Models returned by /v1/models default to OpenClaw's openai-codex registry:

gpt-5.1
gpt-5.1-codex-max
gpt-5.1-codex-mini
gpt-5.2
gpt-5.2-codex
gpt-5.3-codex
gpt-5.3-codex-spark
gpt-5.4
gpt-5.4-mini
gpt-5.5

Credentials are stored at ~/.codexia/auth.json by default. Override with --auth-file, CODEXIA_AUTH_FILE, or CODEXIA_HOME.

OpenAI compatibility currently covers:

  • GET /v1/models
  • POST /v1/chat/completions
  • POST /v1/responses
  • POST /v1/images/generations
  • POST /v1/responses/compact
  • POST /v1/responses/input_tokens

On POST /v1/chat/completions, Codexia accepts common OpenAI compatibility fields such as temperature, max_tokens, max_completion_tokens, and max_output_tokens, but the current Codex upstream rejects those parameters. Codexia therefore accepts them without error and omits them from the upstream Codex request, so they should be treated as compatibility no-ops rather than effective sampling or output-length controls.

/v1/responses currently supports previous_response_id only as an in-memory continuation mechanism within the same running Codexia process. It is not exposed as a public retrievable/deletable response resource, and it should not be treated as durable storage across daemon restarts or process exits.

Image generation is exposed in two compatibility shapes:

  • OpenAI-style POST /v1/images/generations
  • OpenAI Responses hosted tool {"type":"image_generation"}

Current image-generation caveats:

  • OpenAI POST /v1/responses supports streaming image-generation events
  • POST /v1/images/generations remains non-streaming
  • Anthropic POST /v1/messages image generation streaming is exposed as a Codexia extension that emits image content blocks only once the upstream response completes
  • generated images are returned as base64 payloads
  • Anthropic compatibility uses a Codexia extension that returns content: [{"type":"image","source":{"type":"base64",...}}] on POST /v1/messages when the request includes a tool named image_generation

Anthropic compatibility currently covers:

  • GET /v1/models with an anthropic-version header
  • POST /v1/messages
  • POST /v1/messages/count_tokens
  • POST /v1/messages/batches
  • GET /v1/messages/batches
  • GET /v1/messages/batches/{batch_id}
  • POST /v1/messages/batches/{batch_id}/cancel
  • DELETE /v1/messages/batches/{batch_id}
  • GET /v1/messages/batches/{batch_id}/results
  • x-api-key or authorization: Bearer ... local auth
  • Anthropic-style SSE events for streaming text and tool use

Message batches execute asynchronously in a background task. Cancellation is best-effort at request boundaries inside the batch worker: requests that have already started are allowed to finish, while not-yet-started requests are marked as canceled.

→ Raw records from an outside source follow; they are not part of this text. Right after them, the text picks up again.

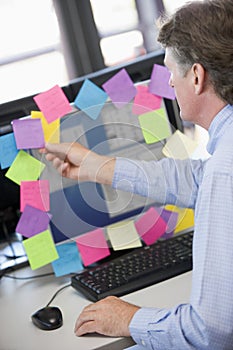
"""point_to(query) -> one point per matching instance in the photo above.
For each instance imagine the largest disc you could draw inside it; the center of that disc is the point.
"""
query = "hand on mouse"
(110, 316)
(74, 161)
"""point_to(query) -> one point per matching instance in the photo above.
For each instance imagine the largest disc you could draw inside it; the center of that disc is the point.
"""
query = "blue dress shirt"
(206, 322)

The implementation intentionally follows Ollama's compatibility strategy where possible: Anthropic headers are accepted, locally configured auth is enforced, and unsupported advanced Anthropic-only features are ignored rather than rejected when possible.

The OAuth flow follows OpenClaw/pi-ai's Codex flow: PKCE, manual paste of the http://localhost:1455/auth/callback?... redirect URL, token exchange at https://auth.openai.com/oauth/token, and Codex requests to https://chatgpt.com/backend-api/codex/responses.

Disclaimer

Codexia is an unofficial compatibility tool. It is not affiliated with, endorsed by, or supported by OpenAI or Anthropic.

You are responsible for making sure your usage complies with the terms, policies, account restrictions, and data-handling obligations that apply to your upstream account and deployment environment. In particular, do not assume that personal OAuth-backed access can be shared, resold, or safely exposed as a multi-user hosted service. The LGPLv3 license for this repository does not change those upstream restrictions.

License

Copyright (c) 2026 Codexia contributors.

Licensed under the GNU Lesser General Public License v3.0 only. See LICENSE.